The cave is 110-metre-deep, 15-metre-wide and 24-metre-high. For its sizes, it is also known as "the Cathedral". It is divided into two zones: the central room (about 50m deep) followed by a long and narrow corridor.

The cave was a burial site in the Talaiotic Period (550-123 ACN). The French prehistorian Émile Cartailhac found in the 1890s ceramic and human bones. The excavation by Antonio Vives Escudero (1859-1925) in 1914-1915 found ceramic vessels and two bronze objects.

The cave has been protected since 1966 as a Bien de Interés Cultural, with register number by the Spanish Ministry of Culture RI-51-0003660.

== Archaeological Site ==
The Cova des Coloms was a burial site from the Post-Talayotic period (550–123 BC), and it may also have had some kind of religious or ritual significance. Archaeological sediments are mainly found in the main chamber of the cave, which is where small-scale investigations have been carried out, and also the area most affected by illegal excavations and looting. Unfortunately, very little data exists about this archaeological site, as no intensive archaeological excavations have been conducted, nor any comprehensive research that might provide new insights.

Still, on both the right and left sides of the entrance, there are large mounds of soil that are likely the remains of these clandestine "excavations." This sediment could be the result of the cave’s interior being emptied out, a clue that suggests all burial remains may have been destroyed. We cannot rule out that the sediment seen outside the cave entrance and on the cliffside also results from this emptying process. On either side of the entrance, remnants of what may be prehistoric walls can be discerned, which might have served to enclose the cave from the outside.

Despite the damage, Cova des Coloms has attracted interest not only from the people of Menorca but also from expert historians and archaeologists for several decades. In fact, Archduke Ludwig Salvator of Austria already mentioned the Cova des Coloms and suggested its use during Menorca’s prehistory. Similarly, the French prehistorian Émile Cartailhac published in 1892 that he found ceramics and human bones after conducting small surveys.

One of the only excavations ever conducted was carried out by Antoni Vives i Escudero and the landowner Bartomeu Sturla between 1914 and 1915. At that time, they found prehistoric ceramic vessels and two bronze horns, one of which is part of the Vives Escudero collection and the other in the Cardona Mercadal collection, both housed at the Museum of Menorca. From the first horn, samples of charred wood were taken and analyzed using the radiocarbon dating method, producing a date of 406 BC.

== Talayotic Menorca: UNESCO World Heritage ==
[editar]
Talayotic Menorca is a site inscribed on the UNESCO World Heritage List in 2023. It consists of a series of archaeological sites that testify to an exceptional prehistoric island culture, characterized by unique cyclopean architecture. The island preserves exclusive monuments such as funerary navetas, circular houses, taula sanctuaries, and talayots, all of which remain in full harmony with the Menorcan landscape and its connection to the sky.

Menorca has one of the richest archaeological landscapes in the world, shaped by generations that have preserved the Talayotic legacy.
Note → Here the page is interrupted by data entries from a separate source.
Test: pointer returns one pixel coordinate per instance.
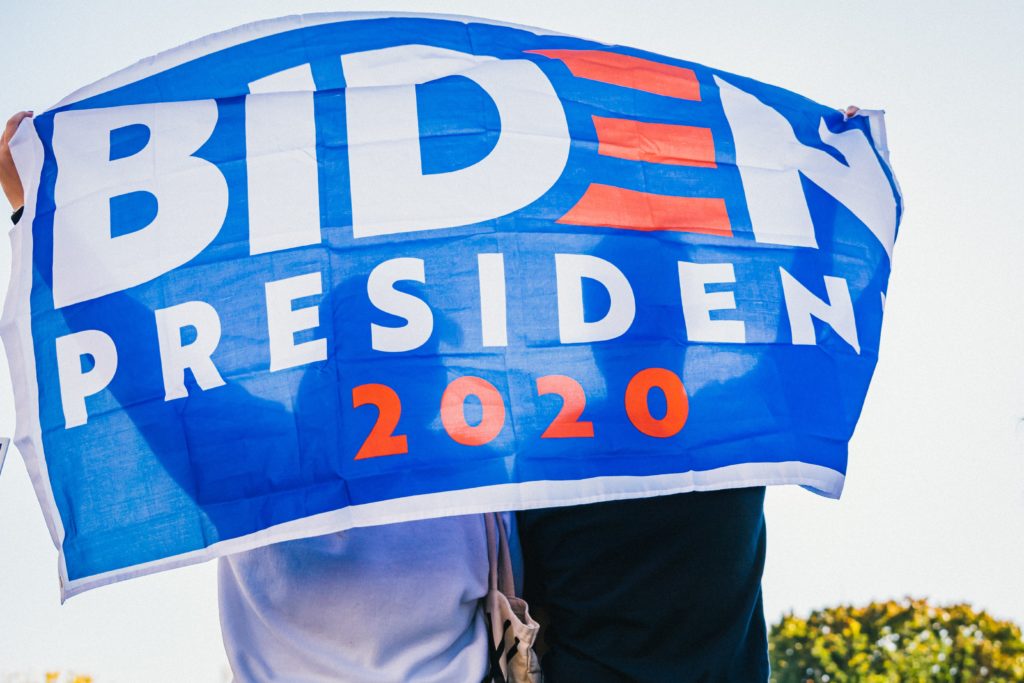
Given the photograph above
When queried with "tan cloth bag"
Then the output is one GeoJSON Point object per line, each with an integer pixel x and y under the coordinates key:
{"type": "Point", "coordinates": [513, 631]}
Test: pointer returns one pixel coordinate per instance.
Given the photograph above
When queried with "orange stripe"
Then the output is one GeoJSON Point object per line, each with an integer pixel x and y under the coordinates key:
{"type": "Point", "coordinates": [604, 206]}
{"type": "Point", "coordinates": [629, 72]}
{"type": "Point", "coordinates": [654, 142]}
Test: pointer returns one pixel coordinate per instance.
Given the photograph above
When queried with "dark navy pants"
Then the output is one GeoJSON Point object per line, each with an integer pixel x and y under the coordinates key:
{"type": "Point", "coordinates": [658, 590]}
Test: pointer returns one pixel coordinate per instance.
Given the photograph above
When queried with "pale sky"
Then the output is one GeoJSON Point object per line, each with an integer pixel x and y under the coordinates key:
{"type": "Point", "coordinates": [934, 502]}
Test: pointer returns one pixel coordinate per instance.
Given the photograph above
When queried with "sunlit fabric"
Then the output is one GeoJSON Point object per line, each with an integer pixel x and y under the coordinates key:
{"type": "Point", "coordinates": [342, 270]}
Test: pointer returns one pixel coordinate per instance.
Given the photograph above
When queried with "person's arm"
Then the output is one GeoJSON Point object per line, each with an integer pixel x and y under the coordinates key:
{"type": "Point", "coordinates": [9, 180]}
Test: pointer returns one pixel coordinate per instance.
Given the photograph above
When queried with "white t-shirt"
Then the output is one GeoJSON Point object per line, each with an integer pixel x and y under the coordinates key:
{"type": "Point", "coordinates": [385, 604]}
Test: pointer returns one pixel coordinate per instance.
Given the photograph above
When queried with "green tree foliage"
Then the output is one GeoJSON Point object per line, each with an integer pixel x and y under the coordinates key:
{"type": "Point", "coordinates": [908, 641]}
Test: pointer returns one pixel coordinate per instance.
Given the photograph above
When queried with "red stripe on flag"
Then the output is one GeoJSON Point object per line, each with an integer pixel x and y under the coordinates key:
{"type": "Point", "coordinates": [604, 206]}
{"type": "Point", "coordinates": [655, 142]}
{"type": "Point", "coordinates": [629, 72]}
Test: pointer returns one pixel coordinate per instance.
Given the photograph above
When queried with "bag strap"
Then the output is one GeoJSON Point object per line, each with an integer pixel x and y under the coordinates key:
{"type": "Point", "coordinates": [491, 524]}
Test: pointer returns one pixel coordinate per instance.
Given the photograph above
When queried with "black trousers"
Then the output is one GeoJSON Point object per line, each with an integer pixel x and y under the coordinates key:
{"type": "Point", "coordinates": [654, 590]}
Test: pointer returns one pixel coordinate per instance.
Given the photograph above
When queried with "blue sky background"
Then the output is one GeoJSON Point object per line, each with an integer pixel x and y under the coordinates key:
{"type": "Point", "coordinates": [934, 504]}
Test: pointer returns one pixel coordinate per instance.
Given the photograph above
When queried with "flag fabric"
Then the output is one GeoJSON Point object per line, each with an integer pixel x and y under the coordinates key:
{"type": "Point", "coordinates": [343, 269]}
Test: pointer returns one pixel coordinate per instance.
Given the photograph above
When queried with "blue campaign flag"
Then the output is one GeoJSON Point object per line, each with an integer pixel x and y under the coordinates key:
{"type": "Point", "coordinates": [338, 270]}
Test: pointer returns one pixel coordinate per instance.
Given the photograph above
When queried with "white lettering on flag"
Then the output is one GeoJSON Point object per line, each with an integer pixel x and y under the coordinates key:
{"type": "Point", "coordinates": [190, 195]}
{"type": "Point", "coordinates": [390, 193]}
It has the highest density of prehistoric sites per square meter on any island and serves as a symbol of its insular identity.

This area is divided into nine zones covering archaeological sites and associated landscapes, with a chronology ranging from the emergence of cyclopean construction around 1600 BCE to the Romanization in 123 BCE. The exceptional value of its monuments and landscapes led to its inscription on the UNESCO World Heritage List in 2023.